Nicht ohne mein Handy! Ohne Handy läuft bei der chinesischen Bevölkerung nahezu gar nichts, so regeln sie beinahe ihr gesamtes Leben mit diesem Gerät. Die von den Chinesen so heiß geliebte App „Wechat“ wird beinahe von allen Bewohnern Chinas genutzt, ermöglicht es allerdings der Regierung Daten zu speichern und umfangreich weiterzuverwenden. Da beinahe die gesamten Einkäufe schon online getätigt werden, sind Geschäfte in China bereits vom Aussterben bedroht und es ist auch nur noch eine Frage der Zeit, bis die Nutzung von Bargeld der Vergangenheit angehört. Die eine oder andere Modeerscheinung schwappt natürlich auch von China nach Europa, so etwa der Single-Shopping-Day, der am 11. 11. in China zelebriert wird. Dabei wird den Menschen suggeriert, wenn sie schon ein unglückliches Single-Dasein fristen müssen, dann sollten sie zumindest Trost beim Shoppen mit günstigen Preisen finden. Das wahre Motiv liegt natürlich in den kapitalistischen Abgründen - Online- Riesen, wie etwa „Alibaba“, erzielen an diesem Tag Umsätze in Milliardenhöhe, und heuer sind Europas Online-Giganten auf diesen Zug aufgesprungen und haben die Kunden mit Billig-Preisen gelockt.

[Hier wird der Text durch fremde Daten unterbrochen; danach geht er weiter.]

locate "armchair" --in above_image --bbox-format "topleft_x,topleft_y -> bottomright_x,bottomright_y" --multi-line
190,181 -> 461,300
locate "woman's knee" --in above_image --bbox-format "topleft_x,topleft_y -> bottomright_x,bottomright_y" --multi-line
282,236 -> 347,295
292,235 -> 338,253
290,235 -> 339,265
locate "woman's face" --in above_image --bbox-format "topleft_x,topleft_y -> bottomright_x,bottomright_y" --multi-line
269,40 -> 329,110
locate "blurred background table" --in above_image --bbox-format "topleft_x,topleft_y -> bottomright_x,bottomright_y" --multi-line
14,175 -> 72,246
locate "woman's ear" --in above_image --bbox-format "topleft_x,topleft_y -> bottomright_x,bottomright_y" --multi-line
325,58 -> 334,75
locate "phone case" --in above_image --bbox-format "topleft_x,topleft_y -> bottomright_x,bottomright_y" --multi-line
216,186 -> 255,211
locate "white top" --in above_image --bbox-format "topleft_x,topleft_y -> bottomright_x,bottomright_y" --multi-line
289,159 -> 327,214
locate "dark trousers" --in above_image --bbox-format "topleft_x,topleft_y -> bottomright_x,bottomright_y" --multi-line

Dass für Chinesen geradezu alles möglich ist, zeigt der Umstand, dass sie im Jahr 2022 bei der Ausrichtung der Wintersport-Olympiade in und rund um Peking diese ausschließlich mit Kunstschnee durchführen werden. Dafür ist Peking weltweit die erste Stadt, die neben einer Sommer-Olympiade im Jahr 2008 auch eine Winter-Olympiade veranstalten wird.

Noch eine Eigenheit der Chinesen, von welcher uns Herr Dr. Dollinger berichtet hat, hat uns ein Schmunzeln entlockt – einmal am Tag braucht die Chinesin / der Chinese etwas Warmes zu essen – und das muss just exakt um 12 Uhr mittags sein. Man kann sich in etwa vorstellen, was da los ist, wenn rund 1,4 Milliarden Menschen um die gleiche Zeit zum Mittagessen strömen.

Wie sich die boomende Wirtschaftsmacht China weiter entwickeln und verhalten wird, und wie sich dies auf die Welt, auf Europa, insbesondere aber auch auf unser Land auswirken wird, wird uns wohl in den kommenden Jahren in Atem halten.

Vielleicht sollte sich Staatspräsident Xi Jinping die Worte des großen chinesischen Philosophen Konfuzius zu Herzen nehmen: „Die höchste Stufe menschlicher Bildung ist die vollkommene Ausgeglichenheit der Seele und der maßvolle Lebenswandel.“

Wir danken Herrn Dr. Josef Dollinger dafür, dass er mit seinen Ausführungen unseren Schülerinnen und Schülern einen vielfältigen Einblick in das breite Spektrum des chinesischen Alltagslebens geboten hat. Ein besonderer Dank ergeht an Frau Mag. Simone Gergelyfi, die diese Veranstaltung in relativ kurzer Zeit organisiert und koordiniert hat. Im anschließenden Unterricht mündete das Gehörte noch vielfach in durchaus sehr kritisch geführten Diskussionen.